Superior Plasmonic Photodetectors Based on Au@MoS2 Core-Shell Heterostructures.

Integrating plasmonic materials into semiconductor media provides a promising approach for applications such as photosensing and solar energy conversion. The resulting structures introduce enhanced light-matter interactions, additional charge trap states, and efficient charge-transfer pathways for light-harvesting devices, especially when an intimate interface is built between the plasmonic nanostructure and semiconductor. Herein, we report the development of plasmonic photodetectors using Au@MoS2 heterostructures-an Au nanoparticle core that is encapsulated by a CVD-grown multilayer MoS2 shell, which perfectly realizes the intimate and direct interfacing of Au and MoS2. We explored their favorable applications in different types of photosensing devices.

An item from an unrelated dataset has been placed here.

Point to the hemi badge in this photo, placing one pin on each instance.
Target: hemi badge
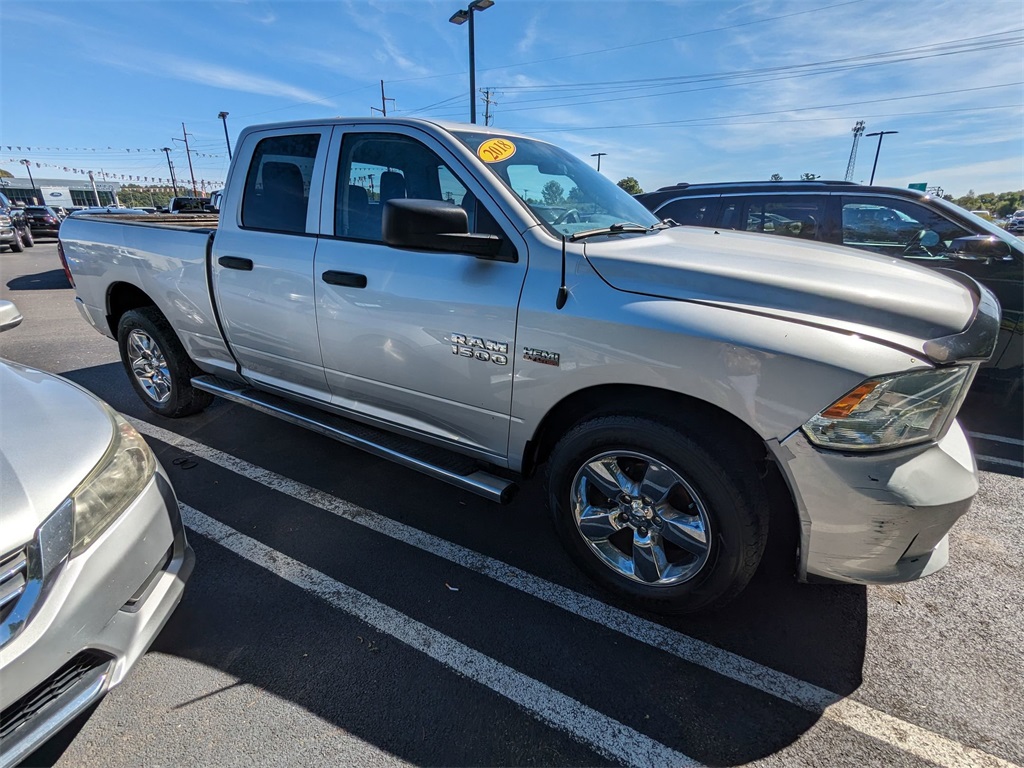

The first involves the development of a large-area interdigitated field-effect phototransistor, which shows a photoresponsivity ∼10 times higher than that of planar MoS2 transistors. The other type of device geometry is a Si-supported Au@MoS2 heterojunction gateless photodiode. We demonstrated its superior photoresponse and recovery ability, with a photoresponsivity as high as 22.3 A/W, which is beyond the most distinguished values of previously reported similar gateless photodetectors. The improvement of photosensing performance can be a combined result of multiple factors, including enhanced light absorption, creation of more trap states, and, possibly, the formation of interfacial charge-transfer transition, benefiting from the intimate connection of Au and MoS2.